Although renal renin-angiotensin-aldosterone system plays an important role in mediating the physiological function, this system also participates in the pathological process of the development of renal injury. Both ACE inhibitors and ARB effectively reduce proteinuria independently of blood pressure, and the inhibition of renin-angiotensin system is known to retard the progression of renal dysfunction. Recent investigations suggest that local renin-angiotensin system is enhanced apart from systemic renin-angiotensin system. Kobori et al. [113–115] have demonstrated that enhanced local renal renin-angiotensin system constitutes an important factor for the acceleration of hypertensive nephropathy. Furthermore, evidence has accrued that aldosterone is associated with the increased event of heart failure [116] and induce renal injury independently [117] from renin-angiotensin system. Nifedipine is known to reduce aldosterone selection [118], and mibefradil also reduced renin secretion [119]. Rossier et al. [120] demonstrated that aldosterone secretion appears to be related to T-type channel activity compared with L-type channel activity during activation of bovine adrenal glomerulosa cells. Arima et al. [121] also demonstrated that aldosterone elicited constriction of both afferent and efferent arterioles, and efonidipine reversed this response in the isolated renal microvessels in vitro. In this regards, dual L- and T-type CCB may retard the progression of renal dysfunction by blocking renin-angiotensin-aldosterone system.
CONCLUSION
More than 40 years have passed since the development of the CCB, and several classes of CCBs are in clinical use for the treatment of hypertension because of potent vasodepressor action. Although CCBs, particularly with short acting nature, were deemed as drugs causing cardiovascular events, subsequent studies using long-acting CCBs clearly demonstrate benefits from these agents in the field of cardiovascular and kidney disease. A growing body of studies now reveals that a number of recently-developed CCBs exert inhibitory action on multiple calcium channel subtypes, including L-, T- and N-type channels.

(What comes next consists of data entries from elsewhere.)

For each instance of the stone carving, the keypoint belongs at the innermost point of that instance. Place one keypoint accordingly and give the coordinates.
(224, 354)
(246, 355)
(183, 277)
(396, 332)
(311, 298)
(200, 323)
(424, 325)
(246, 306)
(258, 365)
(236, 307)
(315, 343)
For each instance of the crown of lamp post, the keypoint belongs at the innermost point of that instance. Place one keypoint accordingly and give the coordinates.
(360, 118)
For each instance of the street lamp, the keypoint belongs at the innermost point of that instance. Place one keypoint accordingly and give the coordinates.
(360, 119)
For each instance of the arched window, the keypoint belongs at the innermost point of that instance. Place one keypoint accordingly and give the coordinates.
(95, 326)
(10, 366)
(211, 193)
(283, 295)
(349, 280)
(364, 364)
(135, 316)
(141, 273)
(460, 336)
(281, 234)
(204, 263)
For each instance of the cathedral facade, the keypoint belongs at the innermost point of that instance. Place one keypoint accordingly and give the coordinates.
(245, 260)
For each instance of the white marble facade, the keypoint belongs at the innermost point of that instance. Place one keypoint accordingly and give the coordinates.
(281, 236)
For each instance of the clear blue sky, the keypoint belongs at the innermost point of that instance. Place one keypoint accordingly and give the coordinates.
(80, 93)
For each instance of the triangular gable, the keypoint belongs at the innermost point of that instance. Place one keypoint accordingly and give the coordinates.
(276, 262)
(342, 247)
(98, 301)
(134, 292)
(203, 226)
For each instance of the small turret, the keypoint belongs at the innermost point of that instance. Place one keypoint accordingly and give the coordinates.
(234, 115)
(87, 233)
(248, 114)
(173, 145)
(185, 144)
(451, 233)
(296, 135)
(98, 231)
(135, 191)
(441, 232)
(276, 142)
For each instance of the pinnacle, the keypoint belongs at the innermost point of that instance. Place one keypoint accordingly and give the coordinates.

Since these channels have been demonstrated to be distributed widely and have substantial effect on cardiovascular and neurohumoral systems, dual or triple blockade of calcium channels may offer additional benefits as a therapeutic strategy of hypertension (Table 2).
Table 2.
CCBs | Benefits | Defects |
---|---|---|
Short acting | Prompt, Reliable | Too Sharp |
Long acting | Mild, Continuous | Taking Long Time to Get Stable Actions |
L-type selective | Prompt Antihypertensive Action | (not yet reported) |
L- & T-type | Chronotropic, Inotropic, and Renoprotective Effects | (not yet reported) |
L- & N-type | Direct Action on Autonomic Nerves | (not yet reported) |
Acknowledgments
We are grateful for the following investigators who have contributed significantly to this work: Drs. Keiji Fujiwara, Takahiko Nagahama, and Takao Saruta.